On the first anniversary of Microsoft’s “trustworthy computing” initiative, the spotlight has gone on security of open source software.
The issue arises after the discovery last month of a serious vulnerability in CVS (concurrent versions system), a Linux and Unix development tool.
The US-based CERT alert service noted that CVS servers could be accessed by unauthorised users and used to execute arbitrary code via a set of directory requests that could free a memory reference.
CERT advised disabling anonymous access to CVS servers or blocking access from untrusted sources until patches were available. The main Linux and Unix CVS suppliers have issued patches.
The alert wasn’t the first and won’t be the last, prompting the question: is open source software more or less secure than that from a more vigilant Microsoft?
Like most things in life, it’s not that simple, says Canadian Theo de Raadt, co-developer of open source OS OpenBSD.
“The real question hinges on ‘if I am an idiot and I install both machines side by side, which will get broken into first?’
“That is not a question about Windows, Linux or BSD, it’s about which vendor has decided to turn on more or less things; the people whose machines these worms go through are inexperienced.
“Much of the time we see ‘security’ mentioned on the news is when mass break-ins happen and they are break-ins of machines owned by people who aren’t experienced enough to turn services they don’t need off.”
De Raadt says OpenBSD is distributed with most functions turned off “and if you need it, you learn how to turn it on; when you learn to turn it on, hopefully you’ve read a bit of the documentation”.
Knowing about the functions you activate “is more important than all the buggy or non-buggy code in the industry”.
Gauging which OS is more or less secure is itself a fraught question, and methodologies used to show one or other on top should be closely examined. New Zealand Linux users are happy with the level of security the OS provides, but for most, avoiding Microsoft’s software assurance licensing scheme and seeking a more stable OS were greater considerations in switching from Windows or starting from scratch with Linux.
“We decided on Linux for the reasons of licensing costs and avoiding having to update the OS for three years,” says Noel Duckworth, technology manager of Global Online Promotions, the company behind loyalty programme Kachingo.
However, while it was “those other reasons” that prompted the decision to go with Linux, “part of it was that we were satisfied Linux provided for handling our main security mechanism, IP Sec. The security situation there is unusual, “as Linux is being used on our remote servers in a closed way — no files from outside sources are distributed”.
Tait Electronics group information and supply chain manager George Elder says that for Tait, Linux security was a consideration in deploying it as the primary file server and for parts of the network infrastructure, but not a primary reason. The company also runs Microsoft servers.
“It wasn’t a central issue. Licensing and the wish to remain in an OS environment that’s as open as possible were stronger motivators.”

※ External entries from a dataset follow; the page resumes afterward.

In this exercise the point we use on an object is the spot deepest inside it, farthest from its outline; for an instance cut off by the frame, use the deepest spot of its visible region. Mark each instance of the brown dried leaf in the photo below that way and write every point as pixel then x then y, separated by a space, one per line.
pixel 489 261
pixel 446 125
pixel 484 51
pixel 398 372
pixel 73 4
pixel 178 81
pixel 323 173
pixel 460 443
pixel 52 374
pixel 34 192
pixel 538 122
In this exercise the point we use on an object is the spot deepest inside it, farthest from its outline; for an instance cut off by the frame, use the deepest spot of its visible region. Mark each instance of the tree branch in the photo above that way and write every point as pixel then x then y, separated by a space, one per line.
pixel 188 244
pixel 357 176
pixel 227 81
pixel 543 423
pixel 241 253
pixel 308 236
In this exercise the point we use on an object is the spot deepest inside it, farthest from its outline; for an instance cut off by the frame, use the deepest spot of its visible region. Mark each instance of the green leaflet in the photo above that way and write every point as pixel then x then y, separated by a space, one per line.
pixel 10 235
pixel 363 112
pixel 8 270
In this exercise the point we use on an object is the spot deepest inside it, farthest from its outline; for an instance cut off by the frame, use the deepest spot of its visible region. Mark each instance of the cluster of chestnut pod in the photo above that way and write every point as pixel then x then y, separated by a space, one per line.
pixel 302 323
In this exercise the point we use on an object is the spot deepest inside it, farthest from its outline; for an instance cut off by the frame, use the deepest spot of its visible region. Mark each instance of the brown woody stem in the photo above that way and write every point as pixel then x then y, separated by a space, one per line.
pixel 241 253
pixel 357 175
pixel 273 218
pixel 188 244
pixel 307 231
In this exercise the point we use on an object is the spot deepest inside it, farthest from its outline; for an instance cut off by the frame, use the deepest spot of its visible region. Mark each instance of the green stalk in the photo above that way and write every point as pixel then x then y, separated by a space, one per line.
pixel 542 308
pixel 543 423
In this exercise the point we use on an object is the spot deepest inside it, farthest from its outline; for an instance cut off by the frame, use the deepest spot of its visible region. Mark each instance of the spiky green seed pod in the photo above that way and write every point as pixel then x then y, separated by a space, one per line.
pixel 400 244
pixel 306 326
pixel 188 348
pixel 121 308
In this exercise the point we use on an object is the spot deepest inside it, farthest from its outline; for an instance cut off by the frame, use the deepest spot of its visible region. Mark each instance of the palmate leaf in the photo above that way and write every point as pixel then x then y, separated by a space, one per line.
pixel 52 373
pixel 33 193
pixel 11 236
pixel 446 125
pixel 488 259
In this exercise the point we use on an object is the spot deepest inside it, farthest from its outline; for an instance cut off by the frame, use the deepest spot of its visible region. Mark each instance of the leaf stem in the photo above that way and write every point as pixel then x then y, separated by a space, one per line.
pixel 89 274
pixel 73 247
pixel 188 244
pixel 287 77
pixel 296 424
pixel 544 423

In terms of what’s more secure, “I couldn’t really compare them, but we’re happy with the results”.
Meanwhile, Microsoft head Bill Gates concedes more needs to be done a year on from the introduction of the company’s trustworthy computing initiative, designed to make its products more secure.
“While we’ve accomplished a lot in the past year, there is still more to do — at Microsoft and across our industry,” Gates says in an email sent to a mailing list that is part of a Microsoft marketing effort called Executive E-mail.
As part of the initiative, Microsoft halted the development work of thousands of software engineers for 10 weeks to train them to look at software like hackers do. This resulted in the in-house discovery of many security bugs, Gates says.
The company spent some $US200 million on improving Windows security alone, Gates wrote.
However, it continues to be embarrassed by security flaws, its own systems falling victim to last month’s Slammer worm, which affected SQL Server. A spokesman confirms that the Slammer worm penetrated the company’s network and infected a number of SQL Server databases and desktop machines.
“There were circumstances where we were not patched,” says spokesman Rick Miller.
The vulnerable machines were mostly in the company’s Redmond campus and concentrated in an area of Microsoft’s network used by SQL Server developers, according to Miller.